Criminals use email as an inexpensive, easy way to reach a large number of people quickly. Their promises of an easy payday can be tempting, but don’t let their tricks fool you into giving up your hard-earned resources.
Here’s a sample email recently received from a scammer. The email has been copied verbatim to show you each and every nuance of the criminal’s deceptive words to gain your interest and action.
“On Monday, January 16, 2017 3:10 AM, Mrs.Susan Dansuki <firstname.lastname@example.org> wrote:
Be informing that we have been authorized by the United Nations Debt
Reconciliation Unit to release your compensation payment of
US$1,500,000.00 through Money Gram transfer. You will be receiving
US$5,000.00 daily until the total sum of US$1,500,000.00 is completely
transferred to you.
Besides, we have already sent your first payment of US$5,000.00 today,
therefore, you are advice to contact (MR. MARCEL OWURAH) and request him
to give you the payment details such as Money Gram reference# and senders
name to enable you pick up your first payment of US$5,000.00 at any Money
Gram office around you. Contact him with the information below.
Contact Person: MR. MARCEL OWURAH
Phone Number: +229 94 06 77 68
REMEMBER TO FORWARD HIM YOUR FULL INFORMATION AS REQUIRED BELOW TO ENABLE
HIM LOCATE YOUR PAYMENT FILE AND ATTEND TO YOU IMMEDIATELY.
1. Your Full Name:
5. Telephone Numbers:
NOTE: that the amount to be paid to you is (USD1.500, 000.00), we expect
your urgent response to this email to enable us monitor the payment
This email sender isn’t interested in sending money to the email recipient who remains unidentified throughout the entire message. A recipient who responds to this scoundrel will instead receive a request for money.
Never send a stranger money to receive a larger sum of money in return. It is always a scam, and you’ll only lose your cash to a criminal who will take as much from you as possible.

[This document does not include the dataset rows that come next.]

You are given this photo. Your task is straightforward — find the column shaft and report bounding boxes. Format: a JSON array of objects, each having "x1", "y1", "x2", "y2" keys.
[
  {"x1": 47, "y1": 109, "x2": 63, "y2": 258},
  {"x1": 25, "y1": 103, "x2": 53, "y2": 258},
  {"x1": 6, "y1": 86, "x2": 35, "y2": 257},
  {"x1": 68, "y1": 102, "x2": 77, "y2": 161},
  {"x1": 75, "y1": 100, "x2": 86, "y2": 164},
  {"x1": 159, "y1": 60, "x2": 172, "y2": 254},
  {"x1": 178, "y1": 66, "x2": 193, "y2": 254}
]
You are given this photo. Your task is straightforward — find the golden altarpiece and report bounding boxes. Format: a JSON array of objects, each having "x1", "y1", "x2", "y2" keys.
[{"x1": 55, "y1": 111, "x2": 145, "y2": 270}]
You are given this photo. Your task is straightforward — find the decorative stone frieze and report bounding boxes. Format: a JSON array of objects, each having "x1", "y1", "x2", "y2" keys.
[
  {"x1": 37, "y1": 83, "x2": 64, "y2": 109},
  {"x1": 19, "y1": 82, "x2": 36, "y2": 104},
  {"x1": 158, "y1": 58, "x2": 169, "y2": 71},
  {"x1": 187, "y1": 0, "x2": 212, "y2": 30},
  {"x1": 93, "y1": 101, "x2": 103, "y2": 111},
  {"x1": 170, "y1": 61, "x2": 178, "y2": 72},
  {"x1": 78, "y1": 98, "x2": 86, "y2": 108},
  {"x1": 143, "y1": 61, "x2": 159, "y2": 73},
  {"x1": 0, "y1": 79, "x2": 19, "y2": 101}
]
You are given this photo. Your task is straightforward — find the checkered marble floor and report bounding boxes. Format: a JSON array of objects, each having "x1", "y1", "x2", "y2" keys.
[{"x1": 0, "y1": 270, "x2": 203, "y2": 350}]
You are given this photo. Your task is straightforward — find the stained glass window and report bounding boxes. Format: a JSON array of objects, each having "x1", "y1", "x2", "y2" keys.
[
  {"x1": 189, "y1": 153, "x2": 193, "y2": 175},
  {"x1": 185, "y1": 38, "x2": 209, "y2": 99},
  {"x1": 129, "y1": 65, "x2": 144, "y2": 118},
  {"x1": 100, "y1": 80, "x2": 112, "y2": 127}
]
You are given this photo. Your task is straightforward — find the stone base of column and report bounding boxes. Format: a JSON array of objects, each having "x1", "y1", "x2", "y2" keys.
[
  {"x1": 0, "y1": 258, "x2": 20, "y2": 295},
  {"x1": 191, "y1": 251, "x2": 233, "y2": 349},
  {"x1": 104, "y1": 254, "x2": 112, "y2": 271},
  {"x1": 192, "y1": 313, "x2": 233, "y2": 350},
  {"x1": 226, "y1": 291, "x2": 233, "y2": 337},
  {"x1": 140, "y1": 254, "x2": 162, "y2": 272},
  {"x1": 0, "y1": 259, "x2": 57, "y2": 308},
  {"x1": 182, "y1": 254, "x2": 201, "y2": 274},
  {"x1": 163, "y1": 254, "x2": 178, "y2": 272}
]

Would you like to know more about this scammer’s base of operations? Here’s a quick way to check the sender’s domain:
- Go to http://scamadvisor.com
- Copy and paste the domain name of the sender’s email address (after the @ symbol) into the box asking for “Enter the website name here.” In the email above, the sender’s domain name is mavericks.ru.
- Review the results
Based on information from http://scamadvisor.com, the sender of the email above is from Russia and interaction with the website involves a high risk. If the generic nature and extreme generosity of the email aren’t enough to dissuade you from responding, let the source of the email be the final nail that seals this scam in a coffin of contempt.